ArtsWrap host Alecia Kintner speaks with special guests David Choate and Cameron Kitchin

Hear the full discussion with David Choate and Cameron Kitchin on episode two of ArtsWrap with Alecia, available wherever you get your podcasts.

What do the 140-year-old Cincinnati Art Museum and 30-something Black choreographer, David Choate, have in common?

Both spend time thinking about historic legacies. And both are determined to push the region into the future.

Choate, the founding artistic director of Revolution Dance Theatre, and Cameron Kitchin, the director of Cincinnati Art Museum, met for the first time as they talked with ArtsWave ArtsWrap. They quickly found shared inspiration.

"The art museum opened its doors in 1886," explained Kitchin. "On that day, Mayor Amor Smith, Jr. opened with the words 'A gift of the people, for the people.' Our museum was founded with a very different set of goals than most of the European or East Coast institutions — this was ours. This was an institution of the westward expansion of our country."

Those founding principles resonated with Choate, a graduate of Cincinnati's School for the Creative and Performing Arts and former dancer with Dayton Contemporary Dance Company's second company. "Listening to you talk," he said to Kitchin, "I realize that the space between our two organizations is not that far. When you say things like this 'gift of the people, for the people,' it makes me think of why Revolution Dance Theater is what it is today."
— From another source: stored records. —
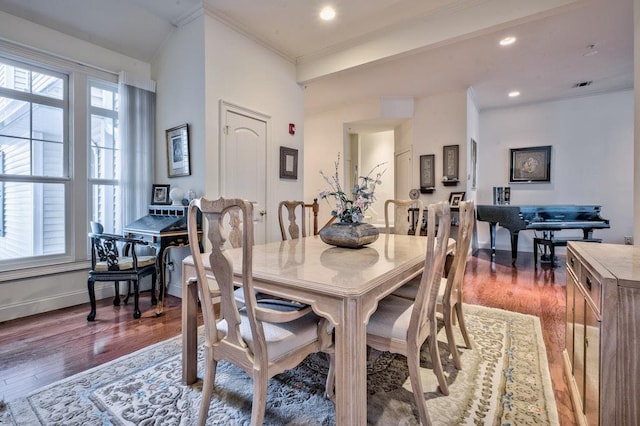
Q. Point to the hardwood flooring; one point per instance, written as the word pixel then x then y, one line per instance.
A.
pixel 44 348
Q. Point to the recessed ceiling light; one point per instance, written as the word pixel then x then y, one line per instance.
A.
pixel 507 41
pixel 327 13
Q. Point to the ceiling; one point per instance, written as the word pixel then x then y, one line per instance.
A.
pixel 428 46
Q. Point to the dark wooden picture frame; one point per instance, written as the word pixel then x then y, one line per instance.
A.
pixel 450 166
pixel 178 163
pixel 288 163
pixel 427 173
pixel 160 194
pixel 455 198
pixel 530 165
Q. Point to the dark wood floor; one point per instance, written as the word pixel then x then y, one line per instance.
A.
pixel 44 348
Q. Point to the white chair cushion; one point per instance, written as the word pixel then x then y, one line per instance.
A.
pixel 281 338
pixel 391 319
pixel 126 262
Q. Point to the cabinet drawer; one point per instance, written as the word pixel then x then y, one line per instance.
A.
pixel 573 264
pixel 592 287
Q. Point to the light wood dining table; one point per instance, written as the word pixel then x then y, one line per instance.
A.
pixel 341 284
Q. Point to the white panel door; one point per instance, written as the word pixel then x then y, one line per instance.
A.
pixel 244 169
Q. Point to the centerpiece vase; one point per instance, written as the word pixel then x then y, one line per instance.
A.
pixel 350 235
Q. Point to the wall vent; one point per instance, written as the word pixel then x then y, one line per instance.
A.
pixel 583 84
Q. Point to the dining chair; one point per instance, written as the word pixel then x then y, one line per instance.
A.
pixel 449 301
pixel 294 210
pixel 262 338
pixel 115 258
pixel 400 325
pixel 402 223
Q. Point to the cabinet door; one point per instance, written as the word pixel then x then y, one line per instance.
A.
pixel 570 312
pixel 592 367
pixel 579 346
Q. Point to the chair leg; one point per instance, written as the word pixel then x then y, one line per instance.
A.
pixel 329 391
pixel 207 385
pixel 136 300
pixel 436 361
pixel 463 326
pixel 260 382
pixel 448 317
pixel 413 362
pixel 126 298
pixel 116 298
pixel 92 300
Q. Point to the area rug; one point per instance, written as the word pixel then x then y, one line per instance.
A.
pixel 504 381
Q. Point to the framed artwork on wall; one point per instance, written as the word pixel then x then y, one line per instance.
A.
pixel 450 162
pixel 455 198
pixel 288 163
pixel 530 165
pixel 178 151
pixel 427 173
pixel 160 194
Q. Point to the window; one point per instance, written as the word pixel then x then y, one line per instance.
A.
pixel 104 156
pixel 34 162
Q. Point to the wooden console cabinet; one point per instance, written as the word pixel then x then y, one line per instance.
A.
pixel 602 350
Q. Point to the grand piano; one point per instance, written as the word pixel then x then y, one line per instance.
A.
pixel 547 219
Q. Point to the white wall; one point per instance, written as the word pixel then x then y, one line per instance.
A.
pixel 591 159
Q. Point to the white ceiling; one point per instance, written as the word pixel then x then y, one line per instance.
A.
pixel 545 63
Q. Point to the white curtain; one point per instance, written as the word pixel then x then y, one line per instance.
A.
pixel 137 132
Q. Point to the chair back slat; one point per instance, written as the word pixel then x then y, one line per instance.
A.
pixel 402 223
pixel 437 242
pixel 289 228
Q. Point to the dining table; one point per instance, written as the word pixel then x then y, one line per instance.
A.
pixel 343 285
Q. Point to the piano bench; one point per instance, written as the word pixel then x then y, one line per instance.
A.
pixel 551 244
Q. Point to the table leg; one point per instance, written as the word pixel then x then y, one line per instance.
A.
pixel 189 330
pixel 351 367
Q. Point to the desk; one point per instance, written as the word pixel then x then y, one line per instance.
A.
pixel 341 284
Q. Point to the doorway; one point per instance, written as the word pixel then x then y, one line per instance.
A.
pixel 243 161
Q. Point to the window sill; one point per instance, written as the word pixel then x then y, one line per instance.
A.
pixel 26 273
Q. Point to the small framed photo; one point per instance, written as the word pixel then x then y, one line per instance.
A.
pixel 427 173
pixel 160 194
pixel 528 165
pixel 455 198
pixel 178 151
pixel 288 163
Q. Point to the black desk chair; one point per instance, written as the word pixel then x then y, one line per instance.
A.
pixel 108 265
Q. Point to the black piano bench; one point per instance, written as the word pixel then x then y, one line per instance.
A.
pixel 550 244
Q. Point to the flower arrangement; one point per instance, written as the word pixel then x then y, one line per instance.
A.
pixel 351 209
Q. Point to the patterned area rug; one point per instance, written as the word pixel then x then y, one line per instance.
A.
pixel 504 381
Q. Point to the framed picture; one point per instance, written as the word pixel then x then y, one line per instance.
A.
pixel 288 163
pixel 160 194
pixel 427 173
pixel 530 164
pixel 455 198
pixel 450 162
pixel 178 151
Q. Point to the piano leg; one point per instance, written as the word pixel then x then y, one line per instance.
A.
pixel 514 247
pixel 492 232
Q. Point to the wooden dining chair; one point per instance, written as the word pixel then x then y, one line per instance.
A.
pixel 402 223
pixel 264 339
pixel 401 325
pixel 289 228
pixel 449 300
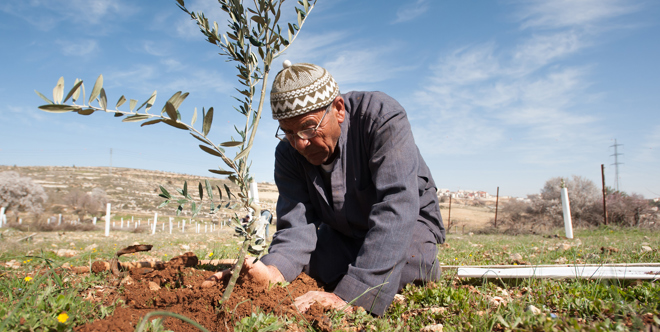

Despite a rich history, Black artists have not been able to fully resource or capitalize on their visions, Choate reflected. Hearing about the art museum's origins, he felt validation for his dream of a Cincinnati-based professional African American ballet company.

"What we see now, all these years later, is what can happen when people embrace the arts as their own. What inspires me is looking at those stories — if it can happen for them, certainly it can happen for us."

For Kitchin, the importance of supporting Choate is itself rooted in Cincinnati's legacy.

"All art, when it was made, was contemporary," he said. "Artists living in our community today are just as important, just as thoughtful and have equally complex problems to address with the community. Our special exhibitions are often focused on living artists today, because we draw that link from the historic collections to present day and into the future."

With leaders like Kitchin and Choate, the future of Cincinnati arts is as significant as its past.